Journey on the grinding tube station escalator. Through the gates, people skipping to avoid  contact, excited conversations, raised voices, smiles, arguments and hugs all exchanged in the theatre that is the ticket hall. Up the steps, two at a time,  the heat from the warm sun pierces through the mass of bodies. I reach the summit and surface in Brixton. The street preachers are still wasting their time, the kaleidoscope of scents, some pleasant, some not so.  Traffic fumes, spices, flower seller, the trader selling incense sticks whose smoke dances from the sticks and drifts into the bustling street. Then vanishes. The white hipster with his carefully trimmed beard and the elderly Caribbean lady seem to have little common ground.  They pass as if divided by continents.

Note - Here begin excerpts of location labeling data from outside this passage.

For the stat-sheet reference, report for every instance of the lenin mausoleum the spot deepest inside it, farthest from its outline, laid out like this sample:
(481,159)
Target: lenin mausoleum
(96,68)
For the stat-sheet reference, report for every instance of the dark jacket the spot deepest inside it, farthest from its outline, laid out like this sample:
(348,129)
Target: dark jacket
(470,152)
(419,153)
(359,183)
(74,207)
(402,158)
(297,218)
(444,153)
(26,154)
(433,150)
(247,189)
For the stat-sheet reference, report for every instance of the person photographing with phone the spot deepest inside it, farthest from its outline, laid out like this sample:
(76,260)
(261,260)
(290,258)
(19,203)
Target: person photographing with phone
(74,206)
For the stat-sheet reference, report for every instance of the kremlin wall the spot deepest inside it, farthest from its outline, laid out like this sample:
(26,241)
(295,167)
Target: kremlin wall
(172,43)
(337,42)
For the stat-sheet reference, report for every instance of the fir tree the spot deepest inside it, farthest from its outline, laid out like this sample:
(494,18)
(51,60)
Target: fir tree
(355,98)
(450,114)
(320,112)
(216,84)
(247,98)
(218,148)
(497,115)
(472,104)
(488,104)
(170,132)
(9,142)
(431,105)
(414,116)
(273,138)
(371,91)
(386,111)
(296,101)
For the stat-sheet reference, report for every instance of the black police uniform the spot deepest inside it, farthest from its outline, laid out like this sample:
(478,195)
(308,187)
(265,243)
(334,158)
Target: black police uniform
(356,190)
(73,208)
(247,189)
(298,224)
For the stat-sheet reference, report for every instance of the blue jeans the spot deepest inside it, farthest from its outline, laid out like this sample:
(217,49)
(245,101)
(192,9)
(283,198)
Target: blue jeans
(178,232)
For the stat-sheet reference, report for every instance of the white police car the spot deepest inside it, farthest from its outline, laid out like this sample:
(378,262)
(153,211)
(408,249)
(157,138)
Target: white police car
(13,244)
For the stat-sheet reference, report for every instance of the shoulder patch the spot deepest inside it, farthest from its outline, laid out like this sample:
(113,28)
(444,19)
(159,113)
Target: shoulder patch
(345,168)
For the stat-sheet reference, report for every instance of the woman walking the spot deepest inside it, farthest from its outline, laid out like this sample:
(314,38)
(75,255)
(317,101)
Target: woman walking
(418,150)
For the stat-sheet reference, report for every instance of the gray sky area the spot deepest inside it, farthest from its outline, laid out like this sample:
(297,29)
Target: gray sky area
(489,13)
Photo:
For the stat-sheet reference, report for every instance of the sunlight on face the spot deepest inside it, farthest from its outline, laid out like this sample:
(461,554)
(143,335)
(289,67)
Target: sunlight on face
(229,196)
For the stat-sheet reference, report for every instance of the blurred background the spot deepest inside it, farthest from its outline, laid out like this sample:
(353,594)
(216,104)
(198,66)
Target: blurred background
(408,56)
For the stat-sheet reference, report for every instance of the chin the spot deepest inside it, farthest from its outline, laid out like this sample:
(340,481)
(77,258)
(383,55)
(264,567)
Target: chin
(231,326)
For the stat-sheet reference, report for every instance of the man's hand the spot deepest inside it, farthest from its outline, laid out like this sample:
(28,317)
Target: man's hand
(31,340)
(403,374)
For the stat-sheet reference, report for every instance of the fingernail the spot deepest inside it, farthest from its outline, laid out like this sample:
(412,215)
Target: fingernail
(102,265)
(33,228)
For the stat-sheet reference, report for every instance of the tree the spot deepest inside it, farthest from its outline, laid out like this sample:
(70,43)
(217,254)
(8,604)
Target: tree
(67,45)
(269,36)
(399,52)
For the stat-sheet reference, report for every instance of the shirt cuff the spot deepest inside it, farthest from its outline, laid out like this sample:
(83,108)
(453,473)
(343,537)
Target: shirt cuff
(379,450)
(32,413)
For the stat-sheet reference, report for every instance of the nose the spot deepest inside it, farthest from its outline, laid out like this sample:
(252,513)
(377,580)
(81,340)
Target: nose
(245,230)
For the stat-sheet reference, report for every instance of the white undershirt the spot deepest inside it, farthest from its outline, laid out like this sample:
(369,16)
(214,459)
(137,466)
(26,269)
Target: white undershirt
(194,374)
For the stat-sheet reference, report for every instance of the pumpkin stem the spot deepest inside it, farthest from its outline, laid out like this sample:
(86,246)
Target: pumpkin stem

A gentle tap on my back and I turn. An ex-work acquaintance announces her presence. “What are you doing in Brixton stranger?” she asks abruptly. “Enjoying myself and how are you? I reply. There is a pause. “Strange how the familiar seems different when you have an opportunity to look at it from another perspective,” I add. “Things change John, but nothing changes” she presents her dichotomy with a sense of frustration. She looks tired, slightly pale. “It never ends, dealing with angry people, managing decline, not having the resources, long working hours, the habitual restructure, the cycle turns and turns and turns. “ I have little energy reserves, to be brutally honest, to give much sympathy. She reads my eyes. An uncomfortable realisation that I am no longer part of that world and the conversation loses its purpose. A few more stumbled words, a look of resignation, she smiles says goodbye and vanishes into the crowd for another meeting. The trouble I find is that when things relentlessly keep on moving people tend to lose sight of the simple things. The building blocks, which create the foundations for life, community. At this point, I sense a small movement beneath my feet. I look down and realise I am standing on a wobbly paving stone. The ground is moving, but there are no cracks as yet.